The oviraptosaur reconstruction of the jawbone.

Birds are reasonably well known from the Cretaceous, but most specimens are small, chicken sized or less, whereas this was a much larger creature, with a lower jaw at least 30 cm in length. It is not possible to reconstruct a whole bird from a lower jawbone, but comparison with modern birds suggests a man-sized flightless bird or a flying bird with a wing-span of at least 4 m.
Two possible reconstructions of Samrukia, with a human and a more typical Cretaceous bird for comparison. By dinosaur artist John Conway.

There has been one other giant bird described from the Late Cretaceous; Gargantuavis philoinos, a large, flightless bird from southern France, was described in a paper in the journal Nature in 1995 by a team lead by Eric Buffetaut of the Laboratoire de Géologie de l'Ecole Normale Supérieure.

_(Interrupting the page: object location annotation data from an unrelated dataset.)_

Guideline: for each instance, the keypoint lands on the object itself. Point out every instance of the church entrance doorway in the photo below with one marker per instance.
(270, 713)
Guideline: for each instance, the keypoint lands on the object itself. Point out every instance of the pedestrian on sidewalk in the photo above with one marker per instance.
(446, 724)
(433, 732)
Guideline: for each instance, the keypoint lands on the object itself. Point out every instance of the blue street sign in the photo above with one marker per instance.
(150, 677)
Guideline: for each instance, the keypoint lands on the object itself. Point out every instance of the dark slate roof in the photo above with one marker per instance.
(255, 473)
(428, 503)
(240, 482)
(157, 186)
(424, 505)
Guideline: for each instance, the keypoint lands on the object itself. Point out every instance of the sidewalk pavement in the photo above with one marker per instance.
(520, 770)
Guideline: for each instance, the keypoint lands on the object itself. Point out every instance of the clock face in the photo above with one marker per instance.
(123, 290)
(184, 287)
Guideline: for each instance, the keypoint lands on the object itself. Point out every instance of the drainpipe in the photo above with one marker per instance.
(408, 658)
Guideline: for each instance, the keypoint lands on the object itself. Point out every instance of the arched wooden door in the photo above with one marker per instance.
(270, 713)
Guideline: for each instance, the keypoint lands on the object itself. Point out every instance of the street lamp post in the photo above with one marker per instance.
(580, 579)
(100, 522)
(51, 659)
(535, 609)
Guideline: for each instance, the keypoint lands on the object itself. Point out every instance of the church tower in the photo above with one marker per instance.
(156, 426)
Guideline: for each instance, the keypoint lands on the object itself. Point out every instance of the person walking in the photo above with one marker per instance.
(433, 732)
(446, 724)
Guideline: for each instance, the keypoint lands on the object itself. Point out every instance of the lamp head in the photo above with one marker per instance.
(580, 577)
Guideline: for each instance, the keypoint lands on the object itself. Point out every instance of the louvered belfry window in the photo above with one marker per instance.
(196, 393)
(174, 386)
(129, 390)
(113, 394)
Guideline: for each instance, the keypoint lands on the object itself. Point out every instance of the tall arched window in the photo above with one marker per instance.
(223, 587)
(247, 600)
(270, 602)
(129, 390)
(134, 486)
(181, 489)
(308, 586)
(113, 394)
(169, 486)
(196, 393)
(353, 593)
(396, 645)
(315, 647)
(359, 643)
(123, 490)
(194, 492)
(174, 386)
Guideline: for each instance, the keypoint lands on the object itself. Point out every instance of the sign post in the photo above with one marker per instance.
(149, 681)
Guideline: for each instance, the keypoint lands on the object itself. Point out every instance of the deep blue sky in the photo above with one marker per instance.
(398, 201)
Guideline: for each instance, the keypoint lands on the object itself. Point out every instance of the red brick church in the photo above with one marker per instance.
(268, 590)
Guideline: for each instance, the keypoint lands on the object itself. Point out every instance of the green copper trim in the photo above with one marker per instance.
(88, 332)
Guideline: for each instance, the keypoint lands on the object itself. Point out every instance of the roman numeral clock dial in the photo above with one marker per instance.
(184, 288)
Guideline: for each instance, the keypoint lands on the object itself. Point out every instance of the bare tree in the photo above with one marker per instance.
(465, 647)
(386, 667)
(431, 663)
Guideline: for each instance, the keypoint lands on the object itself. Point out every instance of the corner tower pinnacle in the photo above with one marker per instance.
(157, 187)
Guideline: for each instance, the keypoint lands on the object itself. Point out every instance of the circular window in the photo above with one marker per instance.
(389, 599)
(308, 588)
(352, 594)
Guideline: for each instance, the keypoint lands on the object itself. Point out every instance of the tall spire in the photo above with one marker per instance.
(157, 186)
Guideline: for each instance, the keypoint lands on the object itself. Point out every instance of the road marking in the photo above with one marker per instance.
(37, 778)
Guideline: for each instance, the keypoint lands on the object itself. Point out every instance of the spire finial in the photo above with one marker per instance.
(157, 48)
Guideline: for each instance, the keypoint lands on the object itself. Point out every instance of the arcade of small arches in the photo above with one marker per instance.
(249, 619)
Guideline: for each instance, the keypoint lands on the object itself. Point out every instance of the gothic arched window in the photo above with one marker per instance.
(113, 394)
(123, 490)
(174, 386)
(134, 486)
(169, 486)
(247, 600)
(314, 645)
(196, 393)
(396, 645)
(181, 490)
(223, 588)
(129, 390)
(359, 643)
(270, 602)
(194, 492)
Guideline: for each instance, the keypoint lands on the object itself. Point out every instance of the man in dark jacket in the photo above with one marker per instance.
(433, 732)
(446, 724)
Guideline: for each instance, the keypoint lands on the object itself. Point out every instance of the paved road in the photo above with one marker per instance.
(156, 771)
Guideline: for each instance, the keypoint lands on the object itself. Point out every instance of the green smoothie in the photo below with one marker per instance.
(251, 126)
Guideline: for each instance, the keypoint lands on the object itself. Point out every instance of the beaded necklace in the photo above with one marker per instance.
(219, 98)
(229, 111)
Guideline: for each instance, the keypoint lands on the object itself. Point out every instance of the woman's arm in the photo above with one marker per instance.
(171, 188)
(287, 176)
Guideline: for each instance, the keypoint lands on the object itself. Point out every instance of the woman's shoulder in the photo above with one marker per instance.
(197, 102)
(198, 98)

These birds add to a more diverse picture of Cretaceous megafauna (big animals). Traditionally the Cretaceous, with the Jurassic and the Triassic has been referred to as the 'Age of Dinosaurs' or the 'Age of Reptiles', and the most familiar large fossils from the period have been the dinosaurs, along with the flying pterosaurs and several groups of extinct marine reptiles. In addition we have long been aware of large crocodiles and turtles from the Cretaceous. More recently palaeontologists have uncovered giant Cretaceous snakes, and Repenomamus a dog sized mammal from China, which has been found with dinosaur remains in its stomach.